Nombreuses sont les réflexions autour du biais comportemental de l’IA, programmée à partir de cerveaux humains. Si l’on se souvient de Tay, l’IA développée par Microsoft en 2016, et de son apprentissage néo-nazi en moins de 24 heures passées sur Twitter, il est vrai que l’expérience semble risquée. Trois ans plus tard, l’analyse des comportements est justement au cœur des apports sécuritaires que l’IA serait susceptible d’engranger. Dans les grandes surfaces, dans les banques, dans la rue, elle promet une lutte intense contre la fraude et le vol.

Axel Mery, responsable des solutions business digital chez Fujitsu en France, est fier d’avoir « convaincu [le groupe japonais] d’investir dans l’IA sur le territoire de Paris-Saclay, où il y a un terreau très prometteur pour l’innovation ». Avec Thierry Lefort, chief technology officer IA, et leur équipe du Drahi X-Novation Center de l’école Polytechnique, il conçoit des technologies qui permettront peut-être de réduire les occurrences de fraude dans les grandes surfaces.

Selon une étude publiée en 2014 par le ministère de l’Intérieur britannique, les magasins dotés de caisses automatiques sont beaucoup plus sujets aux vols que les enseignes sans libre-service – le ratio était de 86 % contre 52 % dans les supermarchés britanniques en 2014. Que ce soit en échangeant les codes-barres entre deux produits de même poids ou en faisant passer des appareils high-techs pour des fruits dûment pesés en rayon, les fraudeurs ont depuis redoublé d’imagination pour payer leurs achats moins chers. AI Loss Prevention de Fujitsu pourrait rendre ces pratiques plus rares. Cette technologie d’IA permet d’authentifier le produit scanné en caisse en le comparant au code-barre présenté. Après avoir entré les images de tous les produits vendus par l’enseigne dans la base de données, le dispositif fonctionne seul et peut lancer l’alerte en cas de non-conformité.

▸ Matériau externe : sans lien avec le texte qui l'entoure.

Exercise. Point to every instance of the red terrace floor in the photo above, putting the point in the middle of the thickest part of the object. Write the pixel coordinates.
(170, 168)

Assurer la sécurité du milieu bancaire jusqu’aux distributeurs de billets

Les caisses automatiques ne sont pas les seules cibles de la fraude et du vol. En 2017, un rapport d’Europol dévoilait les nouvelles techniques utilisées par les cyber-attaquants pour subtiliser de l’argent. En novembre 2018, c’est l’entreprise sud-coréenne de cybersécurité Positive Technologies qui révélait le temps moyen nécessaire au hacking de distributeurs automatiques de billets : quinze minutes. Un laps de temps suffisant pour introduire un logiciel malveillant dans le système et faire cracher tous les billets contenus dans le guichet (technique du « jackpotting ») ou encore pour installer une bande magnétique qui récupérera les données de toutes les cartes insérées par la suite (le « skimming »).

Là encore, Fujitsu pense avoir trouvé une solution pour lutter contre ces vols, grâce à l’intelligence artificielle. Thierry Lefort et les équipes de Paris-Saclay ont intégré le logiciel « Openpose », développé par Carnegie Mellon University, dans les caméras de vidéosurveillance des distributeurs de billets. Ce dispositif analyse les poses des individus en détectant leurs membres et articulations. En plus de pouvoir détecter les agressions physiques, l’IA est capable d’identifier les postures anormales des personnes situées aux abords du guichet. « Quand vous retirez de l’argent au distributeur, vous interagissez d’abord avec l’écran, puis avec le lecteur de carte et le clavier. L’IA va être capable de détecter un comportement étrange autour de ces interactions. Si un individu passe plusieurs minutes à toucher le lecteur de carte, cela va être identifié. », explique Thierry Lefort.

« Nous avons déjà un partenariat avec des banques italiennes », souligne le CTO de Fujitsu. L’Union européenne a, de plus, intégré le dispositif au projet du consortium FINSEC pour améliorer la sécurité physique et digitale dans le milieu bancaire. FINSEC dispose déjà de près de 10.2 millions d’euros pour se mettre en place. Cette application d’« Openpose » plaît et pourrait bien devenir incontournable.